That is a nice looking model for the SM captain. 


Why why *WHY* do GW have to put these special models in the big boxed sets it only tempts me to buy the boxed set and shoving all the rest of the stuff im my bitz crates


----------



## chrisman 007 (Jan 3, 2008)

I want it! It's way better than the Maccrage, more models.


----------



## fatboy955 (Feb 24, 2008)

that box looks friggin' sweet just a shame that i dont like orks  maybe i could sell them on or maybe if someone in my local store wants the orks i could swap for the SM's if not i prob still but box as soon as i can talk my wife round


----------



## Wise Guy Sam (Jun 12, 2008)

The Son of Horus said:


> I'm probably going to get one and sell the orks... I don't even want another set of the Space Marines... I should, since I'm trying to build a Chapter, but ultimately... storage space has become an issue. Do you suppose half of the box's cost is fair for the orks? I imagine that's what most people will be selling their second half that they don't want for.
> 
> The box price is $69.99 US... I bloody hate that xx.99 crap... like, just mark it at 70, for Christ's sake...

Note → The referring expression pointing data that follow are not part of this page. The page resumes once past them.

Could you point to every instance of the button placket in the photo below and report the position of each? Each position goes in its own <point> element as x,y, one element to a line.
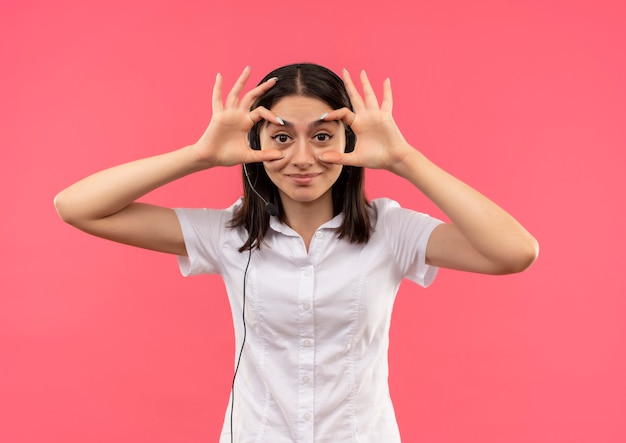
<point>306,354</point>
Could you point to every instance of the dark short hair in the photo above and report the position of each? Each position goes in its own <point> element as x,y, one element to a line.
<point>308,80</point>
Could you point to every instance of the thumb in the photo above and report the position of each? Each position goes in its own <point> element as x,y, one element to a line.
<point>265,155</point>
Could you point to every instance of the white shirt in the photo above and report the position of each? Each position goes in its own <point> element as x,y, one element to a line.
<point>314,365</point>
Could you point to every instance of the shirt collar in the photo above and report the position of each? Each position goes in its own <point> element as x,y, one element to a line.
<point>278,226</point>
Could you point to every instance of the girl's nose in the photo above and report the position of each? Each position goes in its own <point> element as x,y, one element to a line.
<point>303,155</point>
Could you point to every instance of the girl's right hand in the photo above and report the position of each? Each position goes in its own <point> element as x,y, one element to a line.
<point>225,141</point>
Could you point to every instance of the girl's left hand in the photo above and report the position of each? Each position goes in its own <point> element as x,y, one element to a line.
<point>380,144</point>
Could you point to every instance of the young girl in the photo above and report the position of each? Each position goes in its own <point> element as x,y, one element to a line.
<point>310,266</point>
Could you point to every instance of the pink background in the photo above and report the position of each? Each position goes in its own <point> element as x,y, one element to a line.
<point>526,101</point>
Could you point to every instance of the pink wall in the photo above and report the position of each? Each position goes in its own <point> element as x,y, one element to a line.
<point>524,100</point>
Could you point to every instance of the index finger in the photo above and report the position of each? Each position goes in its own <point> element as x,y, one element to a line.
<point>235,92</point>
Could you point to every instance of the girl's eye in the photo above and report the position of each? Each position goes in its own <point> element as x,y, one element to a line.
<point>281,138</point>
<point>322,137</point>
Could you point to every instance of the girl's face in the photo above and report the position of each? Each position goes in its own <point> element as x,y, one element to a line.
<point>300,176</point>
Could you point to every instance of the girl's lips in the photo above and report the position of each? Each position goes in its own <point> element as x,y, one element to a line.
<point>303,179</point>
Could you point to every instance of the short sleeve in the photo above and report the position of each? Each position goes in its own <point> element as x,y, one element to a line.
<point>202,230</point>
<point>407,233</point>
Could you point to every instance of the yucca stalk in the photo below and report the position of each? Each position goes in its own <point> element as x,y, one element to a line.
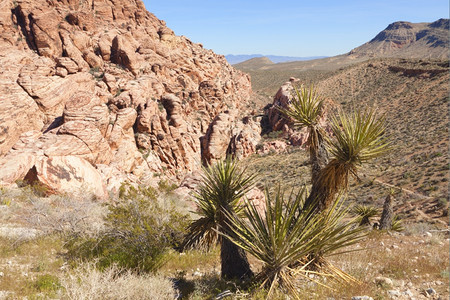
<point>285,238</point>
<point>218,195</point>
<point>358,138</point>
<point>305,110</point>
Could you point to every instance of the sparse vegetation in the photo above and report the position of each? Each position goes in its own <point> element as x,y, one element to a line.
<point>138,232</point>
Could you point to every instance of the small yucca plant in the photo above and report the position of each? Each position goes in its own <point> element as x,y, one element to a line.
<point>358,138</point>
<point>285,238</point>
<point>218,196</point>
<point>397,224</point>
<point>305,110</point>
<point>364,213</point>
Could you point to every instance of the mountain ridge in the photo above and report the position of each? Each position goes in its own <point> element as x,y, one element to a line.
<point>238,58</point>
<point>425,40</point>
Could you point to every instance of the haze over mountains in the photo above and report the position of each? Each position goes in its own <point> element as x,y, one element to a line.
<point>399,39</point>
<point>235,59</point>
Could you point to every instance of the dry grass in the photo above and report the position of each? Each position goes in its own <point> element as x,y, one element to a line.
<point>87,282</point>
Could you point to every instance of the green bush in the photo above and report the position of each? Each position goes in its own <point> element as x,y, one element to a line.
<point>137,234</point>
<point>47,283</point>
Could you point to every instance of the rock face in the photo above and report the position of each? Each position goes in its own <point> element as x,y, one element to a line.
<point>277,121</point>
<point>105,83</point>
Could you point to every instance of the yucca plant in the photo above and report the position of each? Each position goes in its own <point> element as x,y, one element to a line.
<point>286,236</point>
<point>218,196</point>
<point>305,110</point>
<point>397,224</point>
<point>358,138</point>
<point>365,213</point>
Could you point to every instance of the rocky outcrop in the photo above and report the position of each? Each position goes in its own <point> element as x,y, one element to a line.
<point>106,83</point>
<point>221,139</point>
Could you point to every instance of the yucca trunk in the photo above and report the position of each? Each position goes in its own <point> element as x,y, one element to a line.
<point>387,214</point>
<point>318,155</point>
<point>234,261</point>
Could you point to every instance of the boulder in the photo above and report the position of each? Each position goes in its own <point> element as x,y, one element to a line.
<point>67,174</point>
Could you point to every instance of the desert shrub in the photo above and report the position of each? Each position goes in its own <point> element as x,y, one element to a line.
<point>138,232</point>
<point>365,213</point>
<point>47,283</point>
<point>87,282</point>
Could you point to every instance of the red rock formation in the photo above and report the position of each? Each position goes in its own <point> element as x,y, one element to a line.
<point>108,83</point>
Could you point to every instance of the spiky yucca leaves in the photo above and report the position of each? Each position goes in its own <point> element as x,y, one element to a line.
<point>222,186</point>
<point>358,138</point>
<point>306,109</point>
<point>218,196</point>
<point>284,238</point>
<point>364,213</point>
<point>397,224</point>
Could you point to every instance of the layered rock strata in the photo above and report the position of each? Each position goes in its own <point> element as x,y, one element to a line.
<point>105,83</point>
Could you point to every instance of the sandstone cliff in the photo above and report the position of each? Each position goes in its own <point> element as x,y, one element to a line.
<point>104,87</point>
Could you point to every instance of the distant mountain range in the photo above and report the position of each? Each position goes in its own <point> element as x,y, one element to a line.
<point>409,40</point>
<point>235,59</point>
<point>399,40</point>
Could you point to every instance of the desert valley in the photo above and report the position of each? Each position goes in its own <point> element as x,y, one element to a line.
<point>136,164</point>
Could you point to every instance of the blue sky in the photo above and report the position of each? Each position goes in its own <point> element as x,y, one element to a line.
<point>289,27</point>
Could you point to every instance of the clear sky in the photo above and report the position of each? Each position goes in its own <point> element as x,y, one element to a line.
<point>289,27</point>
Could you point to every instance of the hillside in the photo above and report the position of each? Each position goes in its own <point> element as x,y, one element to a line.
<point>236,59</point>
<point>409,40</point>
<point>399,39</point>
<point>413,97</point>
<point>107,91</point>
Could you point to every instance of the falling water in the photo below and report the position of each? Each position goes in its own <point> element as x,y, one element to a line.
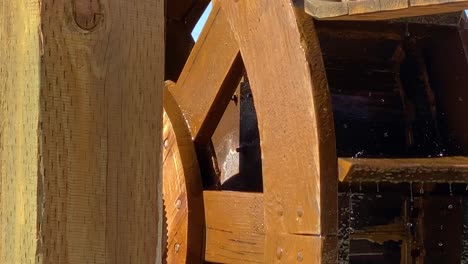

The thing is, a lot of people are going to sell half their models. Although it is a heap of Orks for $35 odd dollars (U.S) I would predict that many gamers will offer less. The reason is you get to keep all the smurfs AND the rules AND the dice or whatever other extra's are in the box. The point is you will find a buyer but not as easy as me. :angel:


----------



## Judas Masias (Jun 5, 2008)

Not to mintion people selling the plastic Death Coptas on Ebay for big bucks.


----------



## Wise Guy Sam (Jun 12, 2008)

Judas Masias said:


> Not to mintion people selling the plastic Death Coptas on Ebay for big bucks.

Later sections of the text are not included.